## United International University Department of Computer Science and Engineering

CSE 313: Computer Architecture

Final Examination Time: 1 Hour 45 Minutes Date:

Name: ID:

Answer any 4 (Four) questions

1. You have three processors **P1**, **P2** and **P3**. **P1** executes instructions sequentially and **P2**, **P3** supports pipelining. **P1** has cycle time 500 ps, **P2** has 100 ps and **P3** 150 ps. Now consider the following table -

Table 1: Instruction Clock Cycles

| Instruction | Fetch  | Register Read | ALU Op  | Memory Access | Register Write |
|-------------|--------|---------------|---------|---------------|----------------|
| lw          | 200 ps | 50  ps        | 250  ps | 100 ps        | 50  ps         |
| add         | 200 ps | 100 ps        | 250  ps |               | 50 ps          |
| sw          | 200 ps | 50 ps         | 250  ps | 100 ps        |                |

The program consists of the following instructions -

lw \$1, 12(\$8)

lw \$2, 20(\$8)

add \$3, \$2, \$1

sw \$3, 100(\$10)

(a) How many cycle does **P1**, **P2** and **P3** need to execute the code? Show with proper diagram.

[7]

[5]

- (b) Which processor will perform better? Explain with the help of Execution Time. [3]
- 2. (a) Draw a Datapath with control signals that can support both R and J type instructions.
  - (b) Explain the control signals used in the Question 2(a) [2]
  - (c) Explain the following instruction using the design of Question 2(a). Assume Register \$7 has value 10 and \$10 has 20.

add \$2, \$7, \$10

3. The following program was written by a student -

lw \$4, 200

lw \$5, 100

sub \$7, \$4, \$5

lw \$1,500

beq \$1, \$5, 11

11: add \$3, \$4, \$5

Use the given CPI Table to calculate the necessary performance metrics.

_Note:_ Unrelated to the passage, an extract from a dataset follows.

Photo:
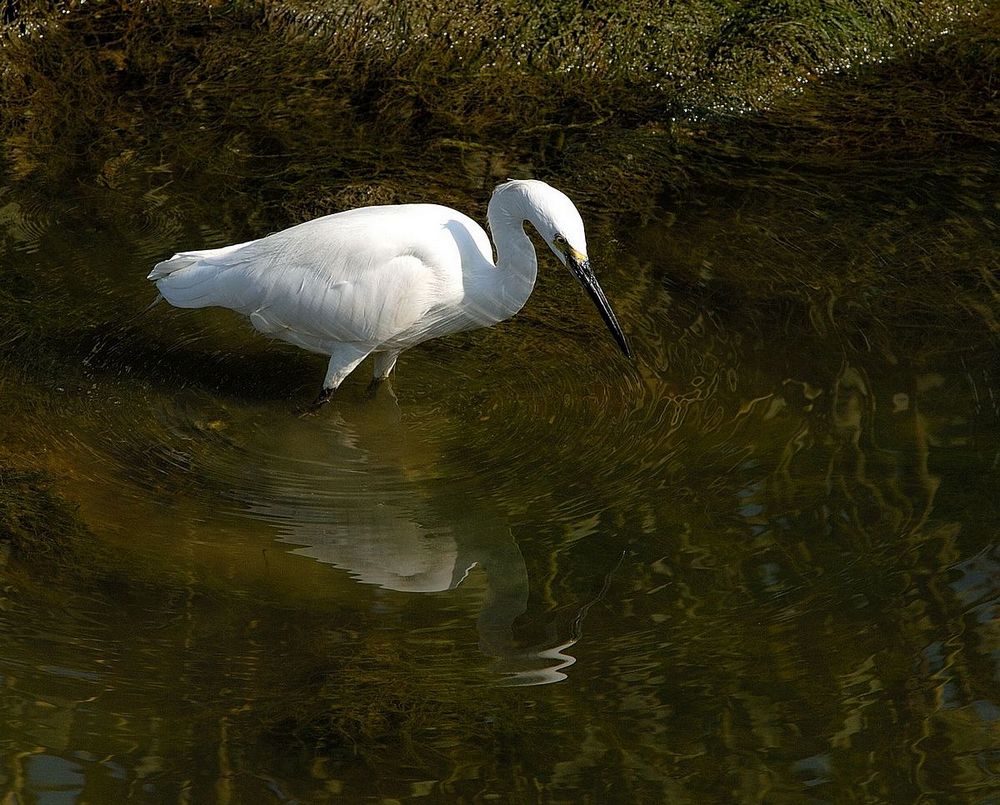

|     | R Type | I Type | J Type |
|-----|--------|--------|--------|
| CPI | 6      | 7      | 4      |

Table 2: CPI Table

(a) Find Total clock cycles, AVG<sub>CPI</sub> and CPU time given that clock cycle time 10ms

[3]

[3]

[4]

[1]

[2]

[2]

[2]

[2]

- (b) Assume the above code spends 15% time to execute I-type instruction and we add some additional mechanism which improved the execution of I-type instructions by the factor of 4. Calculate the improved execution time.
- (c) Now consider that you have a program containing 1200 Million instructions. You have two processors A and B. A has clock rate 4 GHz and B 5 GHz. A needs 7 Million cycles and B needs 15 Million cycles to execute the same program. Compare their performances in terms of MIPS.
- 4. As you have learned that pipelining speeds up the processor operation at staggering speed, you wanted to incorporate pipelining in the most advanced nuclear reactor that you wanted to use for peaceful purposes. There were some old fashioned part which were not affected by pipelining at all.
  - (a) Show differences between Sequential and Combinatorial logic units with examples. [1]
  - (b) Will pipelining affect the performances of both of type of logic units? Justify your answer.
  - (c) When you are about to celebrate the success, you suddenly found out that some instructions gave incorrect results even though you checked, double-checked the codes. What kind of hazards may arise from pipelining? Describe briefly.
  - (d) After tiresome debugging, it was found out by some clever HCI-man that Data Hazard was causing lots of troubles for our reactor. Give one case with proper figures where such cases can arise.
  - (e) Now that you know what kind of hazards have occurred, you need to come up with prompt solutions. Our project manager always favors hardware solutions. But our deputy manager is from CS background. He prefers software solutions over anything else. Show two different solutions that you can present to each of them.
  - (f) Finally, we are recovered from the Hazardous situations. Now we want to provide the ever enthusiast crowd an estimated time of when our peaceful nuclear reactor would start working. For that we need to calculate the Average Memory Access Time for a CPU with 1ns clock cycle time. We have the following data -

| I-cache miss rate      | 1%         |
|------------------------|------------|
| D-cache miss rate      | 10%        |
| Miss Penalty           | 200 Cycles |
| Base CPI (Ideal Cache) | 2          |
| Load Instructions      | 10%        |
| Store Instruction      | 20 %       |

- 5. As a proud computer architect of Xavier Institute for Mutant Education and Outreach, you are given a special task to organize the memory of a computer that would be needed to stop Magneto. There are only two constraints, i) it has to be cost effective and ii) it has to be better performing than old hard disks of Logan era. So, you decided to incorporate a Cache Memory to speed up the performances in your hierarchical organization.
  - (a) Explain the principles that this Cache Memory can exploit for faster memory access. Provide necessary examples.

[2]

[2]

- (b) Professor X, the head of the institute, can only control 1024 blocks in the Main Memory. Each block contains 16 bytes. You have budget to design a Cache Memory with only 64 entries. Draw a Direct Mapped Cache Memory with 32 bit Cache Address Field. Properly mention the size of the Byte Offset, Index field and Tag field in Cache Address. Calculate the amount of Data that can be stored into the Cache Memory at a time.
- (c) Byte Number 200 contains the Mind Stone information that is crucial to stop Magneto's plan. In your designed Cache Memory, where would the Mind Stone be mapped into?
- (d) Now, with the help of Mindstone, Prof X learned about set associativity. He wanted you to implement 2-way set associativity instead of Direct Mapping. Will it improve the overall performance? Justify your answer.
- (e) Like many other mutant students, you did not bother to change the Cache Address field while implementing 2-way set associativity. What would be the amount of data that can be stored in Cache Memory now?